28 Jan 2021
…while Jenoptik exceeds its own 2020 forecast for adjusted earnings margin.
Osram’s Managing Board, in light of preliminary results for trading in first quarter of 2021, has this week decided to raise its revenue guidance for fiscal 2021.Osram stated that it is now expecting a comparable revenue growth between 10 and 14 percent (previously: between 6 and 10 percent), an adjusted EBITDA margin of 12 to 15 percent (previously: 9 to 11 percent) and free cash flow between €70 million and €130 million (previously: from balanced to a positive low double-digit million euro).
The revised guidance was driven by what Osram called “an even swifter recovery of several markets and a very strong business development, in particular relating to the company’s Automotive and Opto Semiconductors business units, as well as the foreseeable positive effects of the continuation of consistent crisis management and efficiency programs.”
‘Assuming no further lockdowns’
But Osram also noted, “This adjustment of the fiscal year guidance is based on the assumption that there will be no further Covid-19 lockdowns or considerable disturbances in the supply chain which would have a significant impact on the Osram business.”
According to preliminary results, in the first quarter of fiscal year 2021 Osram Licht AG achieved revenues of €840 million, comparable at the level of the prior-year quarter, an adjusted EBITDA margin of 19.3 percent (prior-year quarter: 13.0 percent) and positive free cash flow of €50 million (prior-year quarter: €7 million). The full set of quarterly figures will be published on February 9, 2021 as planned.
Jenoptik exceeds 2020 forecast for adjusted earningsJenoptik’s Executive Board announced on January 26th that it had “gained fundamental information in the process of preparing the consolidated financial statements for fiscal year 2020 that the Group’s adjusted EBITDA (pre-tax) margin will probably reach around 17.5 percent.”

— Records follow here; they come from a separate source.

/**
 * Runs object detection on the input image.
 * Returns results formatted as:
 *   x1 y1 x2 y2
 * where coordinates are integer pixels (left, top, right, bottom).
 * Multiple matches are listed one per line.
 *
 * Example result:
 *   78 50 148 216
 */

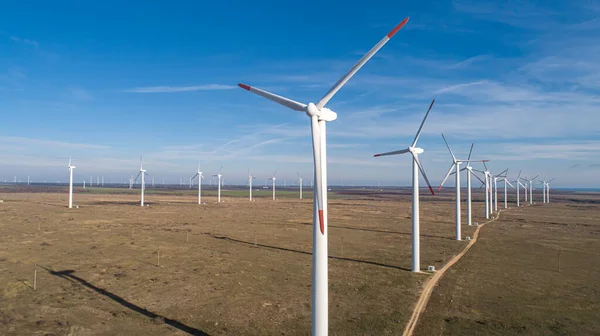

This would mean the Group’s pre-tax earnings margin will be significantly above the expected range of between 15.0 and 15.5 percent including the contribution of Trioptics, acquired in July 2020, before PPA effects from the acquisition of TRIOPTICS).
Jenoptik’s statement added, “This is particularly due to lower than expected cost of sales attributable to project accounting at the end of the year as well as better utilization of production capacities in the photonic divisions.”
In its fiscal year 2020, adjustments for structural and portfolio measures totaled around €20 million. The EBITDA margin including the adjustments stated above is anticipated to exceed 14.5 percent. Revenue is expected to reach approximately €765 million, of which more than €25 million were attributable to Trioptics.